Re: [Wesnoth-dev] investigating whether wesnoth is suitable for my AI thesis

Roald (ubuntu_demon) Fri, 01 Jun 2007 02:46:44 -0700

-----BEGIN PGP SIGNED MESSAGE-----
Hash: SHA1

John McNabb wrote:
> Welcome to wesnoth.


Thanks :)
> 
> I am not much of a python person, so I will let those who are more
> closely involved with the python bindings answer those questions.  

Could you please point me to some people who work on the python bindings
? I might be willing to help on the parts which are of interest to my
research.

> I
> have, however, been working on a new C++ AI that will add a lot of
> flexibility via WML, and I have been thinking about some of the issues
> you have raised involving running the AI from the command line and
> training it, so I will try and answer those as best I can..
> 

To be more clear this might be a good approach from an AI research
perspective :

phase 1) offline machine learning :
- - to try whether it's possible to find map specific things
- - to try to find a good state space representation

phase 2) offline reinforcement learning (or some other learning
technique) to try to find nice bootstrapped weights :
- - probably map specific
- - maybe considering type of faction(s) of opponent(s)

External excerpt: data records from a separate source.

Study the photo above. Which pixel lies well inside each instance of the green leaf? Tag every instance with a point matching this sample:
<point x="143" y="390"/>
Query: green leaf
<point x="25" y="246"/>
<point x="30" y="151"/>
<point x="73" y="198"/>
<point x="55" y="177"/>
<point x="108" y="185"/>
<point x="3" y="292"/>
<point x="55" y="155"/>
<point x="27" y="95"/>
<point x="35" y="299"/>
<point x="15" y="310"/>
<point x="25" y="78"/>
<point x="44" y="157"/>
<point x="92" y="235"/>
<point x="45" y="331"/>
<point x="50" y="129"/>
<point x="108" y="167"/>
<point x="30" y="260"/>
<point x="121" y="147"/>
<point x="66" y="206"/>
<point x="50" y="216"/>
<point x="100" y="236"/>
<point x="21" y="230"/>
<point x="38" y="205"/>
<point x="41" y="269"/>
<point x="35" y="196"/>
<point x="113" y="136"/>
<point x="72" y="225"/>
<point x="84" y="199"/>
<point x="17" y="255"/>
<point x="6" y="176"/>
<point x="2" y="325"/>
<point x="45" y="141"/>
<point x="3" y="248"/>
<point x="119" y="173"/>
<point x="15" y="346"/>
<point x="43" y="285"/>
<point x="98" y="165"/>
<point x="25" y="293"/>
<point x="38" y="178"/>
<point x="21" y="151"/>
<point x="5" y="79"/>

phase 3) online learning : running the AI inside a normal game. the AI
should continue to learn and adapt.

When I say "offline learning" I mean running a script which runs wesnoth
from command prompt without worrying about human players. When I say
online learning I mean it should continue to learn against human players
and it should be fast.

>> * I have to figure out some practical stuff and I'm hoping you guys can
>> help me shed some light on them.
> 
> we will certainly try...

thanks :)

> 
>> I read a little bit about restricting python. I do like
>> reviewing/renaming solutions but personally I don't like technical
>> restrictions. Python being powerful/versatile makes it a nice language
>> for doing research with (you can hook into all kinds of existing stuff,
>> you can quickly prototype something). IMHO you probably can't restrict
>> any c++ AI so IMHO considering restricting python AI's but not c++ AI's
>> seems inconsistent. Also it's not like there are lots of python AI's
>> available for wesnoth so the reviewing/renaming solution probably
>> doesn't add much to the workload of the volunteers who do this.
> 
> The difference between the C++ AI and the python AI is that the C++ is
> essentially restricted at compile time.  If the program is well
> behaved when it is distributed, there is no particular problem.  Since
> the python AI is interpreted, however, it is conceivable that someone
> could execute malicious code unwittingly.  Ok, so the individual would
> have had to have downloaded the campaign/whatever that had the
> malicious python in it, but what it comes down to is that the user
> made content server is not policed the way that the C++ code is.
> Anyone can upload content to the campaign server and malicious code
> might reside there for quite some time before anyone noticed it,
> especially if it was careful to hide its tracks.  That said, I don't
> really know much about the plans for restricting python.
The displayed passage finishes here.